Erasing Misconceptions Around RAID & Erasure Codes

** This following is a GUEST POST by Peter Corbett, Vice President & Chief Architect of NetApp (aka "Father of RAID-DP") **


There has been a large amount of interest in recent years in erasure codes.  The common class of erasure coding algorithms that people normally associate with the term includes algorithms that add a parameterized amount of computed redundancy to clear text data, such as Reed Solomon coding, and algorithms that scramble all data into a number of different chunks, none of which is clear text.  In both cases, all data can be recovered if and only if m out of n of the distributed chunks can be recovered.  It is worth noting that, strictly speaking, RAID4,5,6 and RAID-DP are also erasure coding algorithms by definition.  However, that is neither here nor there – XOR parity-based schemes have different properties than the “new” algorithms being used in some systems that are what people are thinking of when they talk about “erasure codes”.

(Credit:, Page 2)


Use-cases for each

Erasure codes are being used for deep stores, for distributed data stores and for very scalable stores.  They are commonly used in RAIN systems, where the code covers both disk, node and connectivity failures, requiring data reconstruction after a node failure (instead of HA takeover which is much much faster).  These erasure codes are more computationally intensive both on encode (write) and decode (reconstruct) than xor parity-based schemes like RAID-DP.  In fact, one of the big motivations for developing RAID-DP was that the “industry-standard” Reed-Solomon code for dual-parity RAID-6, as well as the less widely used Information Dispersal algorithms to protect against more than one failure, are more computationally intensive than RAID-DP.  RAID algorithms are also very suitable for sequential access in memory, as they can work with large word sizes.  Many of the complex erasure codes are based on Galois Field arithmetic  that works practically only on small (e.g. 4, 8 or 16 bit) quantities, although there are techniques for parallelizing in hardware, on GPUs, or using the SSE* instructions on Intel architecture processors.

(Credit:, Page 2)



Erasing Limitations

Basically, an erasure code only works when you know what you’ve lost.  It provides sufficient redundancy to recover from a defined number of losses (failures).  If you don’t know what you’ve lost, you need an error detection and correction code, which requires a higher level of redundancy.


For disks, the known loss failure modes that we can see are disk failures, sector media failures and platter or head scoped failures.  All of these require reconstruction from redundant information, which in our case is dual parity (row and diagonal parity covering all double failures).  There are other failures that can invoke reconstruction, i.e. connectivity failure to a disk shelf.

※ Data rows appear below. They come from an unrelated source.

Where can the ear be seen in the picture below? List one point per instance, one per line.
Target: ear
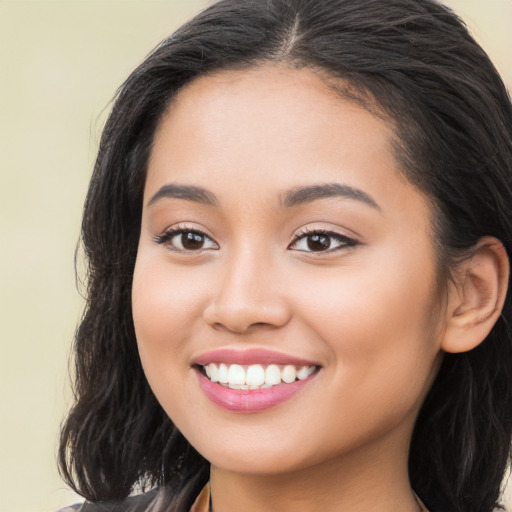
(476, 300)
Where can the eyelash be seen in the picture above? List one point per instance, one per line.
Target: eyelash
(343, 240)
(166, 238)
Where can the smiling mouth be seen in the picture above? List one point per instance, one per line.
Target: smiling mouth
(255, 376)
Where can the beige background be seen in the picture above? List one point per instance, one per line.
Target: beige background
(60, 63)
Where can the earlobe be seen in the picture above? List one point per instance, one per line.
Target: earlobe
(477, 298)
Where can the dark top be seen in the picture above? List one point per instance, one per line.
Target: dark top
(152, 501)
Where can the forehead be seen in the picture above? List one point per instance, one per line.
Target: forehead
(267, 116)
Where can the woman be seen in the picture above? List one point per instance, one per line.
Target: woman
(298, 232)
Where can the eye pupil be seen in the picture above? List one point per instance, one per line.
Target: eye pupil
(191, 240)
(318, 242)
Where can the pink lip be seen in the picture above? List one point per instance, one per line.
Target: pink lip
(250, 356)
(250, 400)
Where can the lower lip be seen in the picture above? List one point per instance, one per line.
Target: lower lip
(250, 400)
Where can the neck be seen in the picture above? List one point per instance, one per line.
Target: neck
(355, 482)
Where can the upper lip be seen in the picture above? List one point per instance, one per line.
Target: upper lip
(250, 356)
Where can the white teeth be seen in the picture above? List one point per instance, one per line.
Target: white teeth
(272, 375)
(223, 374)
(289, 374)
(255, 376)
(236, 375)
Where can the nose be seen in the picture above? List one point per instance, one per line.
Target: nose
(248, 296)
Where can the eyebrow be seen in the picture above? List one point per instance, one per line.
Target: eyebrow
(187, 192)
(313, 193)
(291, 198)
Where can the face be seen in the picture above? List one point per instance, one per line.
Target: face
(284, 294)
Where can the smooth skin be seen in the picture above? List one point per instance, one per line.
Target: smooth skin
(365, 305)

However, there are other modes of disk failure that are more insidious, and that require some way to determine which data is bad from a set of data that the disk sub-system is claiming is good i.e. silent errors.  To cover those cases, we add metadata and checksums to each block of data.  If we detect a problem there, we can then use parity to reconstruct.   So, just saying that you have an erasure code that protects against more than two losses is not sufficient to claim superior protection of data.  You have to have worked through all the failure modes and make sure you can protect against those failures.  We’ve hardened ONTAP over nearly 20 years of existence to provide a very high level of resiliency against all modes of disk failure in combinations.


That said, we are very aware of the trend to larger disks and the impact that has on reconstruction times and on the probability of higher order multiple failures.  While we can’t disclose plans and roadmaps publicly, we do have a good understanding of this area that will allow us to continue to meet the reliability needs of future FAS & E-Series systems as well as future disks and solid state media.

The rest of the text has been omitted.